The other problem I ran into this morning. My machine at home is no longer accessible, but the DIR and MRC processes plus one OSD are running here at work so I thought that I should be able to operate normally except for not replicating across sites. Wrong. When I tried to build in the iozone tree I had unpacked yesterday, I again saw long pauses followed by the thoroughly misleading “Set Replication Strategy not known” message in the OSD log. Further investigation suggests that the real problem is the iozone build process trying to modify old files that are marked read-only, but that should yield a pretty obvious EPERM/EROFS sort of error. Creating a separate volume and unpacking/building there seemed to work, though. This did make me wonder, though, about how well availability across sites really works. The site says that DIR and MRC replication are supposed to be features in version 1.3 (scheduled for Q1/10 but I don’t see any signs of 1.3 having been released yet. I looked around a bit for instructions on how to set up a redundant DIR/MRC with manual failover, but didn’t find any. As far as I can tell, XtreemFS still requires that remote sites be able to contact a primary DIR/MRC site even though their data might reside locally. That’s OK considering that most other distributed filesystems are exactly the same way, but since distribution across sites was (in my mind) XtreemFS’s main distinguishing feature it was a bit of a disappointment. If the situation is actually better than what I’ve presented here, then I hope one of the XtreemFS developers (with whom I’ve corresponded in the past) will stop by and point me in the right directions.

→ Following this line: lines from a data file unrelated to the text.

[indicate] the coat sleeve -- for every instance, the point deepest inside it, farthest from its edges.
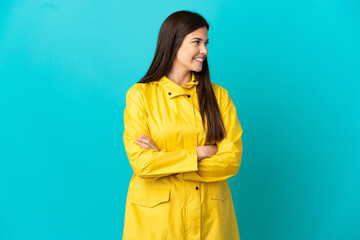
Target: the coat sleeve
(226, 162)
(148, 162)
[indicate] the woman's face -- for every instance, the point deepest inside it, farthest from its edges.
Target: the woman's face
(192, 52)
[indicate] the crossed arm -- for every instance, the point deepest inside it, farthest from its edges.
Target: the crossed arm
(204, 163)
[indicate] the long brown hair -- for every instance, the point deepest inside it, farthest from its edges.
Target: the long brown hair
(172, 33)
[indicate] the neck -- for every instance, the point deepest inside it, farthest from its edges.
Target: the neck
(180, 78)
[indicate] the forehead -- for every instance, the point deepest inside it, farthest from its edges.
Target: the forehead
(200, 33)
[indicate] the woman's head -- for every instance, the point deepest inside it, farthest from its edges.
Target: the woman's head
(175, 46)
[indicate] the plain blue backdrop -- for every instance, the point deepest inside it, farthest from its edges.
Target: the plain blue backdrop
(292, 69)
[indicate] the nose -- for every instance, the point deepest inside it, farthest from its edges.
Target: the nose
(204, 50)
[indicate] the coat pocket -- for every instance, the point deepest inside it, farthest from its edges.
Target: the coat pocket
(149, 196)
(219, 190)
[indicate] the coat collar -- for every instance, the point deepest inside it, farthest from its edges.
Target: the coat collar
(172, 89)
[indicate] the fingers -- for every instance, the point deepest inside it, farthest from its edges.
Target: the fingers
(146, 142)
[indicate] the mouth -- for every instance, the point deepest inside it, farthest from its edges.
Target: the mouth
(199, 60)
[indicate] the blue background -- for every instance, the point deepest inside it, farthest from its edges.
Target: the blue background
(292, 69)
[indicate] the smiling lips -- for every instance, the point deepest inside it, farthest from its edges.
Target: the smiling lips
(199, 60)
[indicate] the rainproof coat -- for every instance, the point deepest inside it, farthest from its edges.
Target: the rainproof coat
(171, 194)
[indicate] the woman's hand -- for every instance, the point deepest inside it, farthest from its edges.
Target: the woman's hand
(206, 151)
(146, 142)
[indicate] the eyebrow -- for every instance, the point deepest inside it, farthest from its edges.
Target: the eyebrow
(201, 39)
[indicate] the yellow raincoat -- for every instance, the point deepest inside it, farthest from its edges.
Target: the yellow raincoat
(172, 196)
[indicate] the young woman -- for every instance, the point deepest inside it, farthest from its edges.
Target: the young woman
(183, 140)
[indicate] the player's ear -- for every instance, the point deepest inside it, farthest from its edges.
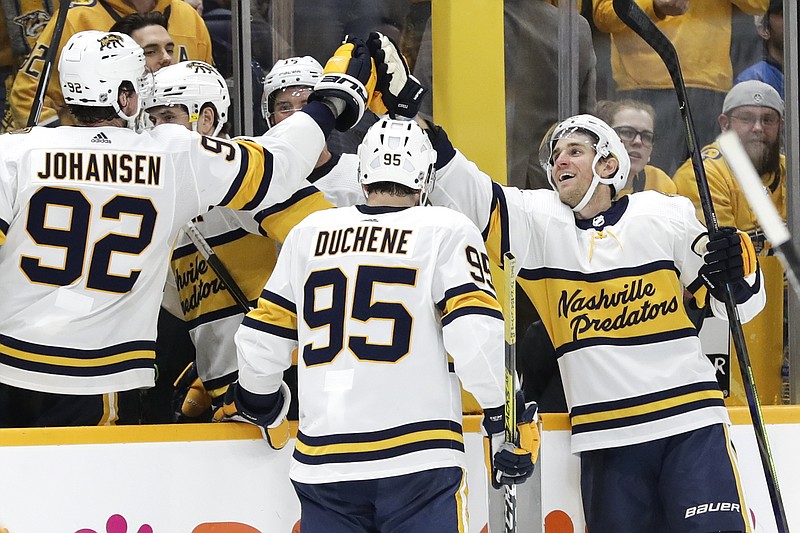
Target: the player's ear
(206, 120)
(608, 166)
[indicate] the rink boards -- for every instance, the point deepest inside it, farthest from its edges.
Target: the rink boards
(222, 478)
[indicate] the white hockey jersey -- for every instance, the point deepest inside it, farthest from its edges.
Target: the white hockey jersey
(86, 235)
(375, 298)
(610, 293)
(195, 294)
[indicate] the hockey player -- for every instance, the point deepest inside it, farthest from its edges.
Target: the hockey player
(608, 279)
(193, 94)
(185, 26)
(375, 297)
(286, 90)
(88, 214)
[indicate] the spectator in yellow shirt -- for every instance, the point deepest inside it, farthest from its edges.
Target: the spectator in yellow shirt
(701, 33)
(185, 26)
(754, 110)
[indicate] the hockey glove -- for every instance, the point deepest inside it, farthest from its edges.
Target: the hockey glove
(729, 257)
(190, 400)
(267, 411)
(512, 464)
(347, 82)
(398, 93)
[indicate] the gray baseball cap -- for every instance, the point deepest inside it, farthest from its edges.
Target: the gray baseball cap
(752, 92)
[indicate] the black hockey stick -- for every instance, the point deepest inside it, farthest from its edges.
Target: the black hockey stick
(636, 19)
(767, 214)
(217, 265)
(47, 68)
(510, 418)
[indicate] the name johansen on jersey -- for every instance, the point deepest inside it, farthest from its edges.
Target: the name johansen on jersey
(107, 167)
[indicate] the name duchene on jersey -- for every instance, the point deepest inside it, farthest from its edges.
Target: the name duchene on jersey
(364, 239)
(98, 167)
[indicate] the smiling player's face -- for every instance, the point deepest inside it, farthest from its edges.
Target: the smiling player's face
(572, 167)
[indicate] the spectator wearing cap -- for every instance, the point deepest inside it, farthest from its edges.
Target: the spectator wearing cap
(770, 68)
(754, 110)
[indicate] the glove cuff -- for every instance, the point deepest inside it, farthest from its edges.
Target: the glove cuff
(347, 88)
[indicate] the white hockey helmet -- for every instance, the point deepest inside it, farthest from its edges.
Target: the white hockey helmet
(191, 84)
(302, 71)
(397, 151)
(605, 142)
(93, 65)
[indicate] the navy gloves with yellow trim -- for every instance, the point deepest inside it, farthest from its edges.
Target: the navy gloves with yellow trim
(397, 93)
(729, 257)
(512, 464)
(347, 83)
(267, 411)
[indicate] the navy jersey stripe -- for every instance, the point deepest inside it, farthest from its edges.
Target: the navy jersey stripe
(358, 457)
(277, 208)
(644, 398)
(266, 181)
(237, 182)
(370, 436)
(628, 341)
(76, 353)
(546, 273)
(471, 310)
(272, 329)
(635, 420)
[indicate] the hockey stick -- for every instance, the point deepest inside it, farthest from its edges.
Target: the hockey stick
(217, 265)
(636, 19)
(47, 69)
(767, 214)
(510, 418)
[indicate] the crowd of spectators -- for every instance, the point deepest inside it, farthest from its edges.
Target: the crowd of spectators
(625, 84)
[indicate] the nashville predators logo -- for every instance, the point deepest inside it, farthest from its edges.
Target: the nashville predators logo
(110, 41)
(200, 68)
(32, 23)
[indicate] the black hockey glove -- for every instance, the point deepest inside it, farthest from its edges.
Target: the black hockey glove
(398, 93)
(729, 257)
(512, 464)
(348, 82)
(268, 412)
(190, 400)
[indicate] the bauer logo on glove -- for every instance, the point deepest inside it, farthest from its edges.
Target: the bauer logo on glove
(348, 82)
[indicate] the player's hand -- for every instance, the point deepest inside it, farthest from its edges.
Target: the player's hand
(512, 464)
(729, 257)
(190, 400)
(270, 419)
(398, 93)
(349, 78)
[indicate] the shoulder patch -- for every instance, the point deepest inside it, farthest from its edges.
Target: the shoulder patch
(711, 153)
(33, 22)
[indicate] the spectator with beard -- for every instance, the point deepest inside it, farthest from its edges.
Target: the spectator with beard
(754, 110)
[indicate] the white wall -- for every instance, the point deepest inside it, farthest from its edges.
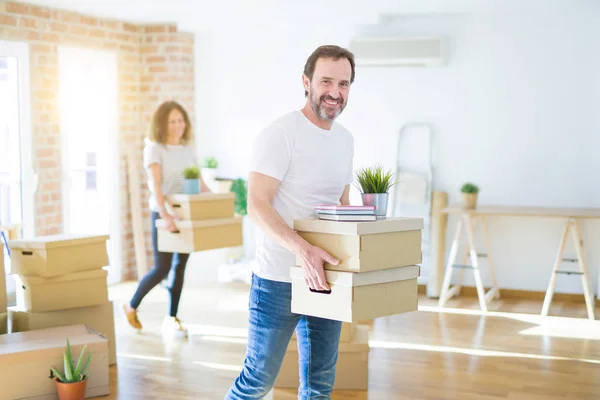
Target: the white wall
(513, 111)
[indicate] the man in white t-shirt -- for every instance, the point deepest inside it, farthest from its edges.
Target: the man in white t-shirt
(303, 158)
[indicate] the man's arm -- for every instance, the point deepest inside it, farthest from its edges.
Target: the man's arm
(261, 191)
(345, 198)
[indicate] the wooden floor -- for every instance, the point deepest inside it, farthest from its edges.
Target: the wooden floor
(455, 353)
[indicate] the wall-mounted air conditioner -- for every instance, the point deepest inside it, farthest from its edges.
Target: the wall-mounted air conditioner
(398, 51)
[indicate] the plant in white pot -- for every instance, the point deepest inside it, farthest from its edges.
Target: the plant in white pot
(374, 184)
(71, 384)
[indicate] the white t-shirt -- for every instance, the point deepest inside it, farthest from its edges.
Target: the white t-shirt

I know all of that seems like a bit of a downer, but I’d like to end on a high note. Once I had fixed my own configuration issues, and as long as I stayed within the limitations I’ve mentioned, XtreemFS was the only distributed filesystem besides GlusterFS that could get through my “smoke test” without crashes, hangs, or data corruption. That might not seem like a very high standard considering that the test is just iozone reading and writing files sequentially, but four out of six distributed filesystems that I’ve tested (or tried to test) couldn’t even get that far. I wasn’t testing on systems where performance results would be really meaningful except to say that I test GlusterFS this way all the time and XtreemFS performance didn’t seem radically different. The fact that XtreemFS can handle even that much, along with the relative ease of installation and setup, already puts it at #2 on my list. I expect that when 1.3 does come out it will address at least some of the issues I’ve mentioned and offer a worthwhile choice for those who are interested in its unique feature set. I highly recommend that anyone interested in this area give it a look.